The clone syscall is allowed but with restricted flags:

  • CLONE_NEWUSER - User namespace (kernel attack surface)
  • CLONE_NEWNET - Network namespace (nf_tables access)
  • CLONE_NEWNS - Mount namespace
  • CLONE_NEWPID - PID namespace
  • CLONE_NEWIPC - IPC namespace
  • CLONE_NEWUTS - UTS namespace
  • CLONE_NEWCGROUP - Cgroup namespace

The clone3 syscall is blocked entirely because its flags are passed via a userspace struct pointer that BPF cannot dereference.

§Socket Filtering

The socket syscall is filtered to block:

  • AF_NETLINK (16) - Access to kernel netlink interfaces (nf_tables, CVE-2024-1086)
  • SOCK_RAW (3) - Raw packet access (can craft arbitrary packets)

Allowed socket types:

  • AF_UNIX (1) - Local IPC (Python multiprocessing, etc.)
  • AF_INET/AF_INET6 (2, 10) - Network (Landlock controls actual access)
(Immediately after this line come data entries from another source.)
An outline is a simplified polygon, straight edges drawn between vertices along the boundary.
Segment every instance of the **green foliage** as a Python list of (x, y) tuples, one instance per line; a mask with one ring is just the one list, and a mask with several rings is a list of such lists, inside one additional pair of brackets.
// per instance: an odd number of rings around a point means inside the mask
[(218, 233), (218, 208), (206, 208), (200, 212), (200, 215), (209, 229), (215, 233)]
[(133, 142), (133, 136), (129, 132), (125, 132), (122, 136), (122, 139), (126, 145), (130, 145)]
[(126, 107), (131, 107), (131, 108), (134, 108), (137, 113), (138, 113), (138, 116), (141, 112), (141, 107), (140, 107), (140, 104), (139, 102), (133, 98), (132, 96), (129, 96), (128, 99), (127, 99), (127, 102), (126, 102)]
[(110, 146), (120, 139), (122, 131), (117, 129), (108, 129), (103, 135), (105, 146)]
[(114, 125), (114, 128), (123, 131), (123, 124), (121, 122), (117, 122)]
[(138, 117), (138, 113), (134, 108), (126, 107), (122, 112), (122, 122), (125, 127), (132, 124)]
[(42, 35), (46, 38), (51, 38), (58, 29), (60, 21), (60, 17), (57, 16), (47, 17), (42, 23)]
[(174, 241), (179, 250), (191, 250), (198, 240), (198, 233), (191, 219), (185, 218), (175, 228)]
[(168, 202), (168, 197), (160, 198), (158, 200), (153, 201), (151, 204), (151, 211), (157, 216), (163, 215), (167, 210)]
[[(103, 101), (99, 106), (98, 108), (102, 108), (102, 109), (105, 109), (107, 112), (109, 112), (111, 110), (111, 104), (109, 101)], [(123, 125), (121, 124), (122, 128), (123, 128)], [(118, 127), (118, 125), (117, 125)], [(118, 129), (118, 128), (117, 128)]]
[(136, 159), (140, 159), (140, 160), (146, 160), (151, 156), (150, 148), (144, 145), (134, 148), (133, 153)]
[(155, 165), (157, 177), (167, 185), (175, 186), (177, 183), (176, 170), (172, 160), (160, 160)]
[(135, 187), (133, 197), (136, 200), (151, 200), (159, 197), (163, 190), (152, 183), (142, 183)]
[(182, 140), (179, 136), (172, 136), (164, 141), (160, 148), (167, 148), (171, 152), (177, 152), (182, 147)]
§Removed Dangerous Syscalls

  • memfd_create + execveat - Enables fileless execution (bypass Landlock)
  • setresuid/setresgid - No reason to change UID in sandbox
  • setsid/setpgid - Session manipulation, unnecessary
  • ioctl - Too powerful without argument filtering (TODO: whitelist specific codes)

§Security Notes

  • Filter is permanent - cannot be removed once applied
  • Requires PR_SET_NO_NEW_PRIVS first
  • Blocked syscall = immediate process termination (SIGSYS)
  • kill/tgkill are safe because we use PID namespace (CLONE_NEWPID)
  • prctl allowed but PR_SET_SECCOMP has no effect (filter already applied)

Structs§

SockFilter
SockFprog

Constants§

DEFAULT_WHITELIST
Syscalls allowed in the sandbox.

Functions§

build_whitelist_filter
Builds a BPF filter with clone and socket argument filtering.
seccomp_available
Returns true if seccomp is available.
seccomp_set_mode_filter
Applies a seccomp-BPF filter to the current thread.